MOSCOW (MRC) -- Solvay SA, the 150-year-old company that’s moving from commodity chemicals to specialty materials and additives, will expand a high-performance plastics plant in India to cope with demand from smartphone and aircraft makers, said the producer in its press-release.
Production of polyether ether ketone polymer resins, known as PEEK, will increase 25 percent at the Panoli plant in the state of Gujarat, the Brussels-based company said today.
Chief Executive Officer Jean-Pierre Clamadieu’s strategy involves focusing on higher-margin offerings amid a plan to exit cheaper polyvinyl chloride plastics through a joint venture. Demand for PEEK and related compounds is growing at about 8 percent to 10 percent annually as handset and tablet makers need heat- and chemical-resistant plastics to fit more technology into a smaller space.
“Today’s announcement to debottleneck capacity shows we are determined to keep pace with this growing demand worldwide,” Augusto Di Donfrancesco, Solvay’s head of specialty polymers, said in a statement.

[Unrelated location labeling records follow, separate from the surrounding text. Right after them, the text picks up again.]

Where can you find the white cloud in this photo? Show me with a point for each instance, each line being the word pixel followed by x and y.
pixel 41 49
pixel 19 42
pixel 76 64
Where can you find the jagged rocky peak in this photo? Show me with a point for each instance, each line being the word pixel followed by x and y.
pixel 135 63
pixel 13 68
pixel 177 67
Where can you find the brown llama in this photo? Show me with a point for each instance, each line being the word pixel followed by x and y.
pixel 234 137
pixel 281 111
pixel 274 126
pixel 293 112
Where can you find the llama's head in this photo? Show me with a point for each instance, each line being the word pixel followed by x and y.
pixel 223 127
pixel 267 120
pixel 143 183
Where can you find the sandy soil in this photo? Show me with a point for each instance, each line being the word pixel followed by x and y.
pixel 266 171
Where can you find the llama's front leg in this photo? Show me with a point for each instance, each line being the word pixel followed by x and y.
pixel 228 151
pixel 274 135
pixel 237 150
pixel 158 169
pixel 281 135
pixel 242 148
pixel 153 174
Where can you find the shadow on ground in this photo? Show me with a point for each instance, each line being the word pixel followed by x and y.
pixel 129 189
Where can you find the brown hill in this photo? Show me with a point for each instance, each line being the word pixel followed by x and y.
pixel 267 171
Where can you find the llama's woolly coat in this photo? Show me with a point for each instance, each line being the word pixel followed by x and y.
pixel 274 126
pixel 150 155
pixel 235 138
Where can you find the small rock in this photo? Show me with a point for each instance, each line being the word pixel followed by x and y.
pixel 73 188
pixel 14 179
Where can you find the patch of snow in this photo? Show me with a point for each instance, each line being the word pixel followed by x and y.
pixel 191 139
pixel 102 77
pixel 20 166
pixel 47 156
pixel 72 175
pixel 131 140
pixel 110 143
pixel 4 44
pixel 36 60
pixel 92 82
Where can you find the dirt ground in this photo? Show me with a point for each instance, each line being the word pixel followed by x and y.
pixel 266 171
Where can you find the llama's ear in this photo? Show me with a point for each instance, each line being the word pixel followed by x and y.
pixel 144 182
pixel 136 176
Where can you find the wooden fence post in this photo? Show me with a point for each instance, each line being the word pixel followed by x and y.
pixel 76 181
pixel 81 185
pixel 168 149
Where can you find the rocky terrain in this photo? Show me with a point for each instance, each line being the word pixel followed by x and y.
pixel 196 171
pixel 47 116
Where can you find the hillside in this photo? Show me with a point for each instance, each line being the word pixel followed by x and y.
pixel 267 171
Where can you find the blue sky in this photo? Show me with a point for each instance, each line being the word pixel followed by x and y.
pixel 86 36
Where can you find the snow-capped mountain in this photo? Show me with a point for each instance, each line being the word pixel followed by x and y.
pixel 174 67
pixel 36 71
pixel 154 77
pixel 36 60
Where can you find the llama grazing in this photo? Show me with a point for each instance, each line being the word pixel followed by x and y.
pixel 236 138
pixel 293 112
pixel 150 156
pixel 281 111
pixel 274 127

Solvay’s increase in capacity is a further challenge to market leader Victrex Plc (VCT), carved out of Imperial Chemical Industries, and Evonik Industries AG. The three companies are the main suppliers of PEEK. Victrex reported a gross margin of 64 percent in the first half, with revenue jumping 13 percent.
Solvay is an international chemicals and plastics company. In 2011, Solvay acquired Rhodia for approximately EUR 3.4 billion. Rhodia is one of the three sectors of activities of Solvay. Rhodia is a world leader in the development and production of specialty chemicals, and partner of major players in the automotive, electronics, flavors and fragrances, health, personal and home care markets, consumer goods and industrial markets.